= Stock statement =

Type of business statement

A stock statement is a business statement that provides information on the value and quantity of stock-related transactions. This statement describes how much stock was purchased at what value and when, and is a matter of accounts and finance supplied by the cash credit account holder (e.g. a private limited company) to banks providing loans at a regular interval. It details opening and closing balances for transacted items as well.

Banks providing loans wish to know their customers' stock values as of a certain date. To ascertain this value, an accountant first needs to know the existing quantity of the company's stock on that day. This quantity will then be multiplied by the rate of its market value. The result will be the stock value. Making a statement of all kinds of stocks in a company's store on that particular date becomes a "bank stock statement", also known as an "inventory statement".

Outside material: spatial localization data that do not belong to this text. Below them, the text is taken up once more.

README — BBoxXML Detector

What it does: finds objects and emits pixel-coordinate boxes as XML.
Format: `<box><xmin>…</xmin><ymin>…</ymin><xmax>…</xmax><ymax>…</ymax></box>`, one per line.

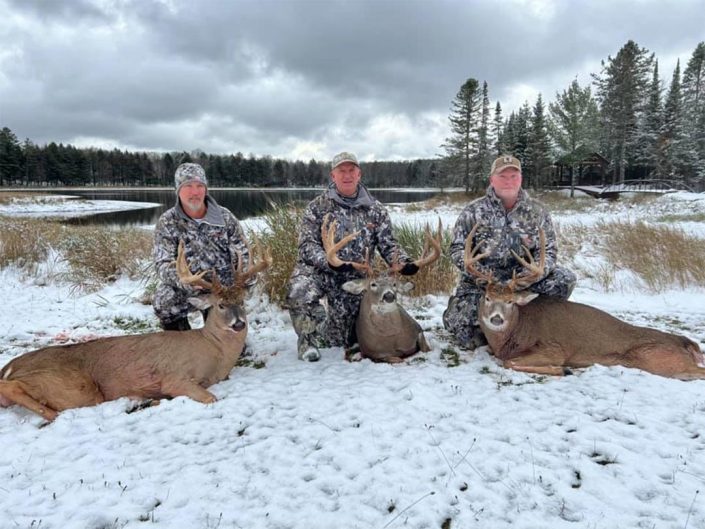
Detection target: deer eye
<box><xmin>371</xmin><ymin>282</ymin><xmax>378</xmax><ymax>288</ymax></box>
<box><xmin>218</xmin><ymin>303</ymin><xmax>225</xmax><ymax>310</ymax></box>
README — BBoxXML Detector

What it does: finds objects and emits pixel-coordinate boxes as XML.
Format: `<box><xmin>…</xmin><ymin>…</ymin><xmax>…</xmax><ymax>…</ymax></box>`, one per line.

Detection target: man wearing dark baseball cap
<box><xmin>443</xmin><ymin>154</ymin><xmax>577</xmax><ymax>350</ymax></box>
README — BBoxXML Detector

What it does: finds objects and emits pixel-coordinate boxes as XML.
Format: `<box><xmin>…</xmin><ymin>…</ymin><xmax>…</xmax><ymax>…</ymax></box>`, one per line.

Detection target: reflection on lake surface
<box><xmin>40</xmin><ymin>188</ymin><xmax>439</xmax><ymax>227</ymax></box>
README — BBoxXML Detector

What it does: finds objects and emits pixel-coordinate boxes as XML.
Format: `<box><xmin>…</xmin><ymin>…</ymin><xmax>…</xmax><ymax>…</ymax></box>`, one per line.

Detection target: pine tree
<box><xmin>682</xmin><ymin>42</ymin><xmax>705</xmax><ymax>187</ymax></box>
<box><xmin>493</xmin><ymin>102</ymin><xmax>504</xmax><ymax>156</ymax></box>
<box><xmin>660</xmin><ymin>60</ymin><xmax>688</xmax><ymax>182</ymax></box>
<box><xmin>593</xmin><ymin>40</ymin><xmax>653</xmax><ymax>183</ymax></box>
<box><xmin>442</xmin><ymin>78</ymin><xmax>481</xmax><ymax>192</ymax></box>
<box><xmin>0</xmin><ymin>127</ymin><xmax>23</xmax><ymax>185</ymax></box>
<box><xmin>637</xmin><ymin>61</ymin><xmax>664</xmax><ymax>176</ymax></box>
<box><xmin>548</xmin><ymin>78</ymin><xmax>600</xmax><ymax>193</ymax></box>
<box><xmin>476</xmin><ymin>81</ymin><xmax>492</xmax><ymax>185</ymax></box>
<box><xmin>525</xmin><ymin>94</ymin><xmax>553</xmax><ymax>189</ymax></box>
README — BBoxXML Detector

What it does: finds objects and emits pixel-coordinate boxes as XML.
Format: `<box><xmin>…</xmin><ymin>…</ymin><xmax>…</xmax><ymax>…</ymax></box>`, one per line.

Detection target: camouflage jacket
<box><xmin>153</xmin><ymin>195</ymin><xmax>251</xmax><ymax>292</ymax></box>
<box><xmin>449</xmin><ymin>187</ymin><xmax>559</xmax><ymax>292</ymax></box>
<box><xmin>292</xmin><ymin>183</ymin><xmax>411</xmax><ymax>283</ymax></box>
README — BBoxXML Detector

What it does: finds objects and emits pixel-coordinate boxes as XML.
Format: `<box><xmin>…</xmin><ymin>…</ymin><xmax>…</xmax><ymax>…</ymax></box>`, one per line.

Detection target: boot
<box><xmin>161</xmin><ymin>317</ymin><xmax>191</xmax><ymax>331</ymax></box>
<box><xmin>297</xmin><ymin>334</ymin><xmax>321</xmax><ymax>362</ymax></box>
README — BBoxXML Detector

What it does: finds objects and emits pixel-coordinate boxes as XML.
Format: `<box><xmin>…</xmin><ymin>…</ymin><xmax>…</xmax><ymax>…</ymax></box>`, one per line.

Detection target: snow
<box><xmin>1</xmin><ymin>192</ymin><xmax>705</xmax><ymax>529</ymax></box>
<box><xmin>0</xmin><ymin>194</ymin><xmax>160</xmax><ymax>218</ymax></box>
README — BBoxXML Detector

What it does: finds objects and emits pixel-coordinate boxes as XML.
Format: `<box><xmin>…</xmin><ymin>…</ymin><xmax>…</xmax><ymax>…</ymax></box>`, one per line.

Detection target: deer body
<box><xmin>344</xmin><ymin>277</ymin><xmax>430</xmax><ymax>362</ymax></box>
<box><xmin>479</xmin><ymin>295</ymin><xmax>705</xmax><ymax>379</ymax></box>
<box><xmin>0</xmin><ymin>301</ymin><xmax>248</xmax><ymax>421</ymax></box>
<box><xmin>0</xmin><ymin>239</ymin><xmax>269</xmax><ymax>421</ymax></box>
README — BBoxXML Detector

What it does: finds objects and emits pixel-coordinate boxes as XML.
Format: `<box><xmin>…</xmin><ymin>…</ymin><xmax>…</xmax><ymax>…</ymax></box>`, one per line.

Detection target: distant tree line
<box><xmin>443</xmin><ymin>40</ymin><xmax>705</xmax><ymax>192</ymax></box>
<box><xmin>0</xmin><ymin>129</ymin><xmax>443</xmax><ymax>189</ymax></box>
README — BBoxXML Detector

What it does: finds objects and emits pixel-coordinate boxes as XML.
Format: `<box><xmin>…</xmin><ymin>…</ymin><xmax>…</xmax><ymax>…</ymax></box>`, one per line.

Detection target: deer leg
<box><xmin>0</xmin><ymin>380</ymin><xmax>59</xmax><ymax>421</ymax></box>
<box><xmin>503</xmin><ymin>361</ymin><xmax>568</xmax><ymax>376</ymax></box>
<box><xmin>160</xmin><ymin>375</ymin><xmax>217</xmax><ymax>404</ymax></box>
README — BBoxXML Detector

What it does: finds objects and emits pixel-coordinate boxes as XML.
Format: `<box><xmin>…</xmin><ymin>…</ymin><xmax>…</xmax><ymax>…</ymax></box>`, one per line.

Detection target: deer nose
<box><xmin>383</xmin><ymin>291</ymin><xmax>396</xmax><ymax>303</ymax></box>
<box><xmin>231</xmin><ymin>319</ymin><xmax>246</xmax><ymax>332</ymax></box>
<box><xmin>490</xmin><ymin>315</ymin><xmax>504</xmax><ymax>326</ymax></box>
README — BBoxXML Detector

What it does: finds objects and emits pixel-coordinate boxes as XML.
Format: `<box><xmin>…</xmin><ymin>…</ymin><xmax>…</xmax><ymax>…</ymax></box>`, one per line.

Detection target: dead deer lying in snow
<box><xmin>0</xmin><ymin>240</ymin><xmax>270</xmax><ymax>421</ymax></box>
<box><xmin>463</xmin><ymin>225</ymin><xmax>705</xmax><ymax>379</ymax></box>
<box><xmin>321</xmin><ymin>215</ymin><xmax>442</xmax><ymax>363</ymax></box>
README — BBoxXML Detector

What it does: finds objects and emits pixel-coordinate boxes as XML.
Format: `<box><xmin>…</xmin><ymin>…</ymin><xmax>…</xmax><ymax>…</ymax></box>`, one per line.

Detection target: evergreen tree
<box><xmin>442</xmin><ymin>78</ymin><xmax>481</xmax><ymax>192</ymax></box>
<box><xmin>0</xmin><ymin>127</ymin><xmax>23</xmax><ymax>185</ymax></box>
<box><xmin>593</xmin><ymin>40</ymin><xmax>653</xmax><ymax>183</ymax></box>
<box><xmin>660</xmin><ymin>60</ymin><xmax>688</xmax><ymax>181</ymax></box>
<box><xmin>492</xmin><ymin>102</ymin><xmax>504</xmax><ymax>156</ymax></box>
<box><xmin>682</xmin><ymin>42</ymin><xmax>705</xmax><ymax>187</ymax></box>
<box><xmin>548</xmin><ymin>78</ymin><xmax>600</xmax><ymax>193</ymax></box>
<box><xmin>476</xmin><ymin>81</ymin><xmax>492</xmax><ymax>183</ymax></box>
<box><xmin>636</xmin><ymin>61</ymin><xmax>664</xmax><ymax>176</ymax></box>
<box><xmin>525</xmin><ymin>94</ymin><xmax>553</xmax><ymax>189</ymax></box>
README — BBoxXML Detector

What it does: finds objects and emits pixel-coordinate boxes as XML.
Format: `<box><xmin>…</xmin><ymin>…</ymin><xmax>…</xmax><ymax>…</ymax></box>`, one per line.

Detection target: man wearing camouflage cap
<box><xmin>152</xmin><ymin>162</ymin><xmax>254</xmax><ymax>330</ymax></box>
<box><xmin>287</xmin><ymin>151</ymin><xmax>420</xmax><ymax>361</ymax></box>
<box><xmin>443</xmin><ymin>154</ymin><xmax>576</xmax><ymax>349</ymax></box>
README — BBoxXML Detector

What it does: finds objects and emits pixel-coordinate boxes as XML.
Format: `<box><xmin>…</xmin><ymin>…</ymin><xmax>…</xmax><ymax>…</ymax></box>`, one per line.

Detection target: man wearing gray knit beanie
<box><xmin>152</xmin><ymin>162</ymin><xmax>256</xmax><ymax>331</ymax></box>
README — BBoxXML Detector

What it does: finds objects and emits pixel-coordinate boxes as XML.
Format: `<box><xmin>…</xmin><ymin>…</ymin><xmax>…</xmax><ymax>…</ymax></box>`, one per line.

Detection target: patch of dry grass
<box><xmin>393</xmin><ymin>222</ymin><xmax>457</xmax><ymax>296</ymax></box>
<box><xmin>255</xmin><ymin>206</ymin><xmax>303</xmax><ymax>306</ymax></box>
<box><xmin>423</xmin><ymin>191</ymin><xmax>482</xmax><ymax>209</ymax></box>
<box><xmin>0</xmin><ymin>216</ymin><xmax>63</xmax><ymax>270</ymax></box>
<box><xmin>598</xmin><ymin>220</ymin><xmax>705</xmax><ymax>290</ymax></box>
<box><xmin>58</xmin><ymin>226</ymin><xmax>153</xmax><ymax>290</ymax></box>
<box><xmin>534</xmin><ymin>191</ymin><xmax>596</xmax><ymax>214</ymax></box>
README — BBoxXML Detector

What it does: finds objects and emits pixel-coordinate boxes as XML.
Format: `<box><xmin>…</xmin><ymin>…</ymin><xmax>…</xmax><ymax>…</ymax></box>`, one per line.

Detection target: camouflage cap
<box><xmin>174</xmin><ymin>163</ymin><xmax>208</xmax><ymax>192</ymax></box>
<box><xmin>490</xmin><ymin>155</ymin><xmax>522</xmax><ymax>175</ymax></box>
<box><xmin>331</xmin><ymin>151</ymin><xmax>359</xmax><ymax>169</ymax></box>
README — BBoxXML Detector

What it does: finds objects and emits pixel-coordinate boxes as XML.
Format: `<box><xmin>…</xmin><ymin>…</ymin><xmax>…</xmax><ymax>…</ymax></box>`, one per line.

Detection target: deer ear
<box><xmin>400</xmin><ymin>281</ymin><xmax>415</xmax><ymax>293</ymax></box>
<box><xmin>515</xmin><ymin>292</ymin><xmax>539</xmax><ymax>306</ymax></box>
<box><xmin>188</xmin><ymin>296</ymin><xmax>213</xmax><ymax>310</ymax></box>
<box><xmin>342</xmin><ymin>279</ymin><xmax>367</xmax><ymax>294</ymax></box>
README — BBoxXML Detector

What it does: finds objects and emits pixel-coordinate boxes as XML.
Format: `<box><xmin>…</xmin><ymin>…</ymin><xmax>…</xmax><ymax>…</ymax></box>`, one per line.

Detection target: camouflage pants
<box><xmin>443</xmin><ymin>266</ymin><xmax>576</xmax><ymax>349</ymax></box>
<box><xmin>287</xmin><ymin>272</ymin><xmax>362</xmax><ymax>350</ymax></box>
<box><xmin>153</xmin><ymin>284</ymin><xmax>197</xmax><ymax>326</ymax></box>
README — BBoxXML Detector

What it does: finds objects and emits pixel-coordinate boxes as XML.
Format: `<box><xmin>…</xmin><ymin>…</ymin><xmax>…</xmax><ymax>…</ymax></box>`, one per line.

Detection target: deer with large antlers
<box><xmin>0</xmin><ymin>240</ymin><xmax>270</xmax><ymax>421</ymax></box>
<box><xmin>327</xmin><ymin>217</ymin><xmax>443</xmax><ymax>362</ymax></box>
<box><xmin>463</xmin><ymin>225</ymin><xmax>705</xmax><ymax>379</ymax></box>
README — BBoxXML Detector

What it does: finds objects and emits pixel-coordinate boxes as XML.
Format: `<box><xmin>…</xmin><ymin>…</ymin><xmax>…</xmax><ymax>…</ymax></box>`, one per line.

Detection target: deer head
<box><xmin>463</xmin><ymin>224</ymin><xmax>545</xmax><ymax>333</ymax></box>
<box><xmin>175</xmin><ymin>237</ymin><xmax>271</xmax><ymax>332</ymax></box>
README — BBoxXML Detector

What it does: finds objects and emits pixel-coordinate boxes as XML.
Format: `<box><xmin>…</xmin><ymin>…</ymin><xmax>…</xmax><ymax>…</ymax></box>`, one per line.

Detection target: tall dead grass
<box><xmin>0</xmin><ymin>216</ymin><xmax>152</xmax><ymax>290</ymax></box>
<box><xmin>597</xmin><ymin>220</ymin><xmax>705</xmax><ymax>290</ymax></box>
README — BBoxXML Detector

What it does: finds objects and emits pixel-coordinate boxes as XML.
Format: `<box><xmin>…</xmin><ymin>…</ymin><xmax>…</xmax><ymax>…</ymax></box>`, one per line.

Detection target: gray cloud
<box><xmin>1</xmin><ymin>0</ymin><xmax>704</xmax><ymax>160</ymax></box>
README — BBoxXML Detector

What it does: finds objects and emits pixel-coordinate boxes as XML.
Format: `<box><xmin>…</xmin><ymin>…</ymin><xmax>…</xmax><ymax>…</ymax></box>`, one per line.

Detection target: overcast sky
<box><xmin>1</xmin><ymin>0</ymin><xmax>704</xmax><ymax>162</ymax></box>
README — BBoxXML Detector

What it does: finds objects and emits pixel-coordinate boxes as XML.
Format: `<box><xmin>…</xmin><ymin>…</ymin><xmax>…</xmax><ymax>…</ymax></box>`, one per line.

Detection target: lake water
<box><xmin>42</xmin><ymin>188</ymin><xmax>439</xmax><ymax>227</ymax></box>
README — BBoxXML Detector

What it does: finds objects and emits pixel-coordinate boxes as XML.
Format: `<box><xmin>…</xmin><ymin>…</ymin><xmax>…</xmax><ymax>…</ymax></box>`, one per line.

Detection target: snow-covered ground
<box><xmin>0</xmin><ymin>194</ymin><xmax>160</xmax><ymax>218</ymax></box>
<box><xmin>1</xmin><ymin>191</ymin><xmax>705</xmax><ymax>529</ymax></box>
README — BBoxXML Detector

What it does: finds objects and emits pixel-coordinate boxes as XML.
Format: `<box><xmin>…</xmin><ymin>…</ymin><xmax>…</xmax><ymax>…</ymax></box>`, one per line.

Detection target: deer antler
<box><xmin>233</xmin><ymin>233</ymin><xmax>271</xmax><ymax>289</ymax></box>
<box><xmin>390</xmin><ymin>218</ymin><xmax>443</xmax><ymax>274</ymax></box>
<box><xmin>508</xmin><ymin>229</ymin><xmax>546</xmax><ymax>290</ymax></box>
<box><xmin>175</xmin><ymin>240</ymin><xmax>215</xmax><ymax>291</ymax></box>
<box><xmin>463</xmin><ymin>223</ymin><xmax>495</xmax><ymax>285</ymax></box>
<box><xmin>321</xmin><ymin>214</ymin><xmax>371</xmax><ymax>274</ymax></box>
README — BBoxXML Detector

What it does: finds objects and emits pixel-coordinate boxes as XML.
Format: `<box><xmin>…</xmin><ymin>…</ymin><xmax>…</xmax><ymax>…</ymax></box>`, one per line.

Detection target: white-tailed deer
<box><xmin>323</xmin><ymin>216</ymin><xmax>442</xmax><ymax>363</ymax></box>
<box><xmin>463</xmin><ymin>224</ymin><xmax>705</xmax><ymax>379</ymax></box>
<box><xmin>0</xmin><ymin>240</ymin><xmax>270</xmax><ymax>421</ymax></box>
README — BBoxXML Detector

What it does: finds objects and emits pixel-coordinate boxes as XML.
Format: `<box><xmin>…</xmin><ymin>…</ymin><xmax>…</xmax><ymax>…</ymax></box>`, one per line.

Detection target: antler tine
<box><xmin>463</xmin><ymin>223</ymin><xmax>495</xmax><ymax>285</ymax></box>
<box><xmin>320</xmin><ymin>214</ymin><xmax>368</xmax><ymax>272</ymax></box>
<box><xmin>234</xmin><ymin>233</ymin><xmax>272</xmax><ymax>288</ymax></box>
<box><xmin>508</xmin><ymin>228</ymin><xmax>546</xmax><ymax>289</ymax></box>
<box><xmin>414</xmin><ymin>218</ymin><xmax>443</xmax><ymax>269</ymax></box>
<box><xmin>174</xmin><ymin>240</ymin><xmax>214</xmax><ymax>291</ymax></box>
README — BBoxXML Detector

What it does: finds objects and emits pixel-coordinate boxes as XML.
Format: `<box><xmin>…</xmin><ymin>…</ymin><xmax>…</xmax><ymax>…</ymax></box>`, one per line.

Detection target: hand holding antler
<box><xmin>509</xmin><ymin>229</ymin><xmax>546</xmax><ymax>289</ymax></box>
<box><xmin>321</xmin><ymin>214</ymin><xmax>371</xmax><ymax>274</ymax></box>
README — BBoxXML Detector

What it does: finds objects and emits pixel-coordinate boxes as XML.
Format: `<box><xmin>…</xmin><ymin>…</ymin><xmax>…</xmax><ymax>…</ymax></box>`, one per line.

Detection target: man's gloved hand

To know the existing quantity of stocks, an owner may count the materials in the company's store(s). If the amount of stocks is very large, the accountant can opt for the following formula:

Closing stock = (opening stock in cost) + purchases - sales

For example:
- Opening stock in hand in cost = 100,000 pieces
- Add: Purchases during the period = 200,000 pieces
- Subtract: Sales during the period = (75,000) pieces
- Closing stock = 225,000 pieces

After getting this figure, an accountant would multiply with per-piece market rate, for example Rs. 3 per unit.

Closing stock becomes = Rs. 3 multiplied by 225,000 units = Rs. 675,000.

Banks give loans at a specific margin rates. If this margin is 10% then for a loan of Rs. 100,000, a company needs to maintain stock with a value of Rs. 100,000 + (10% of 100,000) = Rs. 110,000. If the stock goes below 110,000 then the bank may take the stocks from the debtor company.